Premium coffee maker Illycaffé may bring new investors on board in the medium term but the founding family wants to keep control of the business, CEO Massimiliano Pogliani said on Tuesday.
The Italian company, which was founded 86 years by Francesco Illy, has rebuffed overtures from bigger rivals looking to buy the brand, its Chairman Andrea Illy said last year.
In October Illycaffé signed a licensing deal with conglomerate JAB Holding to produce and sell Illy-branded coffee pods that work in rival Nestle's Nespresso machines.
But the Illys stopped short of giving JAB - the holding company of Germany's Reimann family and owner of other coffee companies including Jacob Douwe Egberts and Keurig Dr Pepper - a stake in the group.
Not For Sale
"Illycaffé is not up for sale," Pogliani said when asked whether JAB could become a shareholder in future, adding the Reimanns would probably not be satisfied with a minority stake.
The Illy family, however, could bring in investors to speed up a plan laid out in 2016 to double revenue in 10 years, Pogliani added.
"If acceleration is needed a new partner could be let in," Pogliani said, adding current shareholders would have a final say on such a decision and would prefer investors with a long-term horizon.
Illycaffé has no plans to grow through acquisitions, he said.
"The family wants to keep control of the business," he said, speaking at an event to present the new Nespresso-compatible coffee pods produced with JAB.
Starting from April, JAB will sell the Illy-branded pods through its distribution network in European countries like France, Germany and Spain.
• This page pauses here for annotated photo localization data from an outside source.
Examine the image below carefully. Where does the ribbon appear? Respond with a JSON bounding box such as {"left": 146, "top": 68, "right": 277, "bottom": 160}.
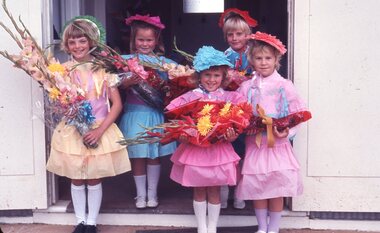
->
{"left": 255, "top": 104, "right": 275, "bottom": 148}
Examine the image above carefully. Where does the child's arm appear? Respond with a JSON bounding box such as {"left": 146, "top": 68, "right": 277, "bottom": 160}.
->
{"left": 273, "top": 126, "right": 289, "bottom": 138}
{"left": 83, "top": 87, "right": 122, "bottom": 146}
{"left": 120, "top": 73, "right": 140, "bottom": 89}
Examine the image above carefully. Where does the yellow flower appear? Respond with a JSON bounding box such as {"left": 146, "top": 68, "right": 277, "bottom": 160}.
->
{"left": 48, "top": 87, "right": 61, "bottom": 100}
{"left": 197, "top": 115, "right": 214, "bottom": 136}
{"left": 48, "top": 63, "right": 65, "bottom": 75}
{"left": 219, "top": 102, "right": 231, "bottom": 116}
{"left": 200, "top": 104, "right": 214, "bottom": 116}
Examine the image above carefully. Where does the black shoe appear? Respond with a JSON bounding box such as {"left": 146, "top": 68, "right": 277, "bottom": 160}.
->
{"left": 72, "top": 222, "right": 86, "bottom": 233}
{"left": 84, "top": 225, "right": 97, "bottom": 233}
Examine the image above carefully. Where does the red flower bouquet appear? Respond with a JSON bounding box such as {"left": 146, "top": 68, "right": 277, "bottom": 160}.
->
{"left": 223, "top": 69, "right": 252, "bottom": 91}
{"left": 91, "top": 47, "right": 169, "bottom": 109}
{"left": 246, "top": 104, "right": 312, "bottom": 147}
{"left": 247, "top": 108, "right": 312, "bottom": 135}
{"left": 162, "top": 63, "right": 197, "bottom": 106}
{"left": 118, "top": 100, "right": 253, "bottom": 147}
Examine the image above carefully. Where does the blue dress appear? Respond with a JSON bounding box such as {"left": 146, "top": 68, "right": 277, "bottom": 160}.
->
{"left": 224, "top": 47, "right": 253, "bottom": 75}
{"left": 225, "top": 47, "right": 252, "bottom": 156}
{"left": 118, "top": 54, "right": 176, "bottom": 159}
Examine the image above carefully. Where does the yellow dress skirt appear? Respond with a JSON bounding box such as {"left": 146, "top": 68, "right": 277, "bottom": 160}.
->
{"left": 46, "top": 121, "right": 131, "bottom": 180}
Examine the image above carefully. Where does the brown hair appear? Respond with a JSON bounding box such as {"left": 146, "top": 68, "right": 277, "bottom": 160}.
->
{"left": 129, "top": 21, "right": 165, "bottom": 55}
{"left": 247, "top": 40, "right": 282, "bottom": 70}
{"left": 61, "top": 20, "right": 99, "bottom": 53}
{"left": 195, "top": 65, "right": 229, "bottom": 82}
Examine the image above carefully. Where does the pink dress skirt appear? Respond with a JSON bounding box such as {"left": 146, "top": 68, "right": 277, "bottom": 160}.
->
{"left": 170, "top": 142, "right": 240, "bottom": 187}
{"left": 236, "top": 136, "right": 303, "bottom": 200}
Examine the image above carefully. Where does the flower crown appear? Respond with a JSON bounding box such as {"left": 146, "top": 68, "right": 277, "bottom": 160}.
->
{"left": 250, "top": 31, "right": 287, "bottom": 55}
{"left": 125, "top": 14, "right": 165, "bottom": 29}
{"left": 219, "top": 8, "right": 258, "bottom": 28}
{"left": 193, "top": 46, "right": 233, "bottom": 72}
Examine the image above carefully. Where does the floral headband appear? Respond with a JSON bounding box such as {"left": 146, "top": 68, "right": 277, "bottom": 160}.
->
{"left": 125, "top": 14, "right": 165, "bottom": 29}
{"left": 218, "top": 8, "right": 258, "bottom": 28}
{"left": 193, "top": 46, "right": 233, "bottom": 72}
{"left": 250, "top": 31, "right": 287, "bottom": 55}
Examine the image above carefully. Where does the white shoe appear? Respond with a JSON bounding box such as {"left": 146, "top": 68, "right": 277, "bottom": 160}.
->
{"left": 147, "top": 197, "right": 159, "bottom": 208}
{"left": 221, "top": 201, "right": 227, "bottom": 209}
{"left": 233, "top": 198, "right": 246, "bottom": 209}
{"left": 135, "top": 196, "right": 146, "bottom": 209}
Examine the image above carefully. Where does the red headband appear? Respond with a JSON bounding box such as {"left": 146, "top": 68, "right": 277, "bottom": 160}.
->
{"left": 250, "top": 31, "right": 287, "bottom": 55}
{"left": 125, "top": 14, "right": 165, "bottom": 29}
{"left": 219, "top": 8, "right": 258, "bottom": 28}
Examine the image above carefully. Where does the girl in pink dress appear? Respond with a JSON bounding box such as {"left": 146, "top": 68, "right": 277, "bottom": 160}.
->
{"left": 236, "top": 32, "right": 307, "bottom": 233}
{"left": 166, "top": 46, "right": 246, "bottom": 233}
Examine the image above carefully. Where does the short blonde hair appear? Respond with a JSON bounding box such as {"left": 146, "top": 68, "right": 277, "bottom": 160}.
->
{"left": 61, "top": 20, "right": 99, "bottom": 53}
{"left": 222, "top": 16, "right": 251, "bottom": 40}
{"left": 247, "top": 40, "right": 282, "bottom": 70}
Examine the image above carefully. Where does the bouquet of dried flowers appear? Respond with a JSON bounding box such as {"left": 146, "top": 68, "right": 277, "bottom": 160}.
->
{"left": 0, "top": 0, "right": 97, "bottom": 148}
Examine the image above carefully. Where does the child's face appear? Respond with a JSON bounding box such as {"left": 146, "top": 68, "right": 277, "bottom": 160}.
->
{"left": 67, "top": 36, "right": 91, "bottom": 62}
{"left": 135, "top": 28, "right": 157, "bottom": 55}
{"left": 251, "top": 47, "right": 277, "bottom": 77}
{"left": 200, "top": 68, "right": 224, "bottom": 92}
{"left": 226, "top": 29, "right": 249, "bottom": 53}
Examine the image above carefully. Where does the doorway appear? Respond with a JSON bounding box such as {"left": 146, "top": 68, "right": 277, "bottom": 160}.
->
{"left": 54, "top": 0, "right": 291, "bottom": 215}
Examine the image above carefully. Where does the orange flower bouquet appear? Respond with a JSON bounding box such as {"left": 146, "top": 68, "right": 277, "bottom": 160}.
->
{"left": 118, "top": 99, "right": 253, "bottom": 147}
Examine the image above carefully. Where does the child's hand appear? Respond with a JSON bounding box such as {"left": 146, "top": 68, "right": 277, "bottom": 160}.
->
{"left": 178, "top": 134, "right": 188, "bottom": 143}
{"left": 224, "top": 127, "right": 238, "bottom": 142}
{"left": 83, "top": 127, "right": 105, "bottom": 146}
{"left": 120, "top": 73, "right": 140, "bottom": 88}
{"left": 245, "top": 129, "right": 256, "bottom": 136}
{"left": 273, "top": 126, "right": 289, "bottom": 138}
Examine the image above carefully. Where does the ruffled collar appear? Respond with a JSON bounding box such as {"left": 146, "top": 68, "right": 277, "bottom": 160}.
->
{"left": 194, "top": 87, "right": 225, "bottom": 96}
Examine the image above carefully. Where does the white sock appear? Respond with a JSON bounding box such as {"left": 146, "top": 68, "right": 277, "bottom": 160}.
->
{"left": 207, "top": 203, "right": 221, "bottom": 233}
{"left": 193, "top": 200, "right": 207, "bottom": 233}
{"left": 147, "top": 164, "right": 160, "bottom": 201}
{"left": 134, "top": 175, "right": 147, "bottom": 199}
{"left": 71, "top": 184, "right": 86, "bottom": 224}
{"left": 220, "top": 185, "right": 229, "bottom": 207}
{"left": 87, "top": 183, "right": 102, "bottom": 226}
{"left": 268, "top": 211, "right": 282, "bottom": 233}
{"left": 254, "top": 208, "right": 268, "bottom": 232}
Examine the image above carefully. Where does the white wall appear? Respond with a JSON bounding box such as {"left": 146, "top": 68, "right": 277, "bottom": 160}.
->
{"left": 293, "top": 0, "right": 380, "bottom": 212}
{"left": 0, "top": 0, "right": 47, "bottom": 210}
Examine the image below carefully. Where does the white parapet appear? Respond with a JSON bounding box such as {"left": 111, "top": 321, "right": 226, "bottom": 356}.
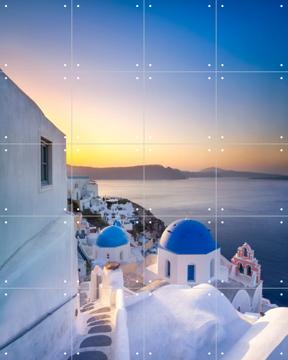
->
{"left": 112, "top": 289, "right": 131, "bottom": 360}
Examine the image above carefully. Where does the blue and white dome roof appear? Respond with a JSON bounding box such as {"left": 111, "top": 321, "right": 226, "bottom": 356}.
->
{"left": 96, "top": 224, "right": 129, "bottom": 248}
{"left": 160, "top": 219, "right": 218, "bottom": 255}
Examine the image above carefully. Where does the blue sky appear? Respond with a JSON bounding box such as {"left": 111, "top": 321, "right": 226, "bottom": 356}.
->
{"left": 2, "top": 0, "right": 287, "bottom": 71}
{"left": 0, "top": 0, "right": 287, "bottom": 171}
Illycaffé will sell Nespresso-compatible pods in Italy, adding the new product to its own capsule system.
Capsules are the fastest-growing business in the coffee sector, Pogliani said, adding sales of Illy pods were rising at a double-digit rate.
The medium-sized company is Italy's third-biggest coffee maker with sales of around €500 million.
Larger rival Lavazza introduced Nespresso-compatible pods in 2017 as the standard created by Nestle became the most popular in Europe, forcing other coffee companies to embrace it.